We’d like to focus on those languages with little but enough participation to be relevant. To start, te reo Māori is used in the .govt.nz and other spaces. There are sites in Government like kauwhatareo.govt.nz promoting educational material in te reo Māori, or tetaurawhiri.govt.nz, the Māori Language Commission, where the default language is Māori. In the other group, as we have two subspaces .iwi.nz and .maori.nz/.māori.nz dedicated to Tangata Whenua, it’s not unusual to find te reo Māori sites there.
German, French and Swedish languages usually appear on sites that represent multinationals with .nz presence. Based on our experience, the Chinese language has been growing lately, with more and more Chinese speakers publishing content in their language.
As our web crawler captures content and other pieces of data in the process, we are using tools like Wappalyzer to identify web technologies behind websites. Just to show you a couple of findings, let’s take a look at content management systems (CMS) and e-commerce capabilities.
A few points to highlight: CMS identification is not possible for most sites, either because no CMS is behind it or because it’s been obscured for security reasons. Secondly, SilverStripe and Drupal have a higher market share in the .govt.nz space compared to the clear winner anywhere else: WordPress. With future collections, we could compare if any of these technologies gain or lose traction.
Now let’s look at e-commerce technologies, enabling .nz websites to have a shopping cart and allow to order products directly from the site.
In general, a lot of .nz websites don’t have a cart, hinting web content is used mainly for information sharing and contact. It’s a little bit surprising to find shopping carts on government websites. In places like standards.govt.nz or healthed.govt.nz where items are sold, having a cart is helpful. In the future, we could check if the likes of Shopify, WooCommerce or Wix are gaining popularity.
This blog series has been a walk through the data we have available for .nz, but it’s not a thorough exploration.
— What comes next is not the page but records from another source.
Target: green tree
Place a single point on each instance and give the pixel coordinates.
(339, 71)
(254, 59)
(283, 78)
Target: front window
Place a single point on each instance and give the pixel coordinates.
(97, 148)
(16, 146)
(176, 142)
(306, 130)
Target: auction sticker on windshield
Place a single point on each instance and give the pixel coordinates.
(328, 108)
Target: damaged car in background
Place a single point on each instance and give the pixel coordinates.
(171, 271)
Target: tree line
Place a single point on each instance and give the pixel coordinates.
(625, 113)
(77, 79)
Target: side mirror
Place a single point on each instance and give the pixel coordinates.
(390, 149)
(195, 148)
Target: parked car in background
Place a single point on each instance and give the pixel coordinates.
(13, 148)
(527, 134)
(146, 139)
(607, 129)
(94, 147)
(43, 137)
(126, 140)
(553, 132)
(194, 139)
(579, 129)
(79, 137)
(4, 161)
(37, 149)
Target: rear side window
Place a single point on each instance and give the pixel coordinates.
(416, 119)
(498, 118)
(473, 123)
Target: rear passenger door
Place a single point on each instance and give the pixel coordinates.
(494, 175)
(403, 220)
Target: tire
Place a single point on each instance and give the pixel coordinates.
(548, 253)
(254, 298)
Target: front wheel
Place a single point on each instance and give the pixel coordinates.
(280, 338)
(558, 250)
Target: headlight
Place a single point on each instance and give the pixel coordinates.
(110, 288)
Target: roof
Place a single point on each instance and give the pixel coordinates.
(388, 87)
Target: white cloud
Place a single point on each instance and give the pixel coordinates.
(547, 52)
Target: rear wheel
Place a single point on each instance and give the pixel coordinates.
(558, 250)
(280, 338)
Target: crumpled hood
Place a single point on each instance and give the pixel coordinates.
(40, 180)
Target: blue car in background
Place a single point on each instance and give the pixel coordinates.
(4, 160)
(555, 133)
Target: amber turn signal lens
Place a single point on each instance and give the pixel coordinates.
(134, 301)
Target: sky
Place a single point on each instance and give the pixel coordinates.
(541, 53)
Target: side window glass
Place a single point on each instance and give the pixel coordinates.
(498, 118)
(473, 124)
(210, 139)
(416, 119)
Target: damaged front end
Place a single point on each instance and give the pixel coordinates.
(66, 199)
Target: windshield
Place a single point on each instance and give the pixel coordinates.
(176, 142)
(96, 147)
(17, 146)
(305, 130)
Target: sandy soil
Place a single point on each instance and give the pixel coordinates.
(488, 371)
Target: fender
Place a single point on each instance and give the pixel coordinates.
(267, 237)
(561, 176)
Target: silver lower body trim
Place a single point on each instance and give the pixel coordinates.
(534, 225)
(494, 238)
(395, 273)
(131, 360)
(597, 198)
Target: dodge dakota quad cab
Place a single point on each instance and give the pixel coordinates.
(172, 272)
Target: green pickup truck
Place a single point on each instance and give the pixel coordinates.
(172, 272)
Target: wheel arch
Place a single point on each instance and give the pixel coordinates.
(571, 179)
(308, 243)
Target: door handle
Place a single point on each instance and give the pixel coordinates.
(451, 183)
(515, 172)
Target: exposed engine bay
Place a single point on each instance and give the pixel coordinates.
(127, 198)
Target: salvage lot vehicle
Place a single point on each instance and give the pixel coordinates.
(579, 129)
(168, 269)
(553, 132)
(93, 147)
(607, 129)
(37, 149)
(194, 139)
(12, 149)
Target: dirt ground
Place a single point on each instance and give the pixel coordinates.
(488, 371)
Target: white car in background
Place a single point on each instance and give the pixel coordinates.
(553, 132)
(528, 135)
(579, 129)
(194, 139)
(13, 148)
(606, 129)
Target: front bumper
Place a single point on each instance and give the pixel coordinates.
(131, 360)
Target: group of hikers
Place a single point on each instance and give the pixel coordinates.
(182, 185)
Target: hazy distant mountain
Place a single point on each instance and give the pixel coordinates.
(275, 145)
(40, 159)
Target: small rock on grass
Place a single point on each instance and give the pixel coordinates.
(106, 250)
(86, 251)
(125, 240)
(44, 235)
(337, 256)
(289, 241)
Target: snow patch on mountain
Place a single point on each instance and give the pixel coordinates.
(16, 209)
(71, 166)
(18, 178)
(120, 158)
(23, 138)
We are sharing some of the most relevant discoveries across security, content and popularity.
- Government sites under govt.nz are leading the way in adoption of security technologies like SPF, DKIM or CAA but there is still a lot of work to be done
- The combination of the high level of DNS validation and govt.nz adoption of DNSSEC provides assurance against DNS spoofing.
- The most popular site under .nz is mega.nz
- Over 90% of .nz domains see activity on a daily basis
- Most of the content under .nz is in the English language, followed by Māori, German and Chinese.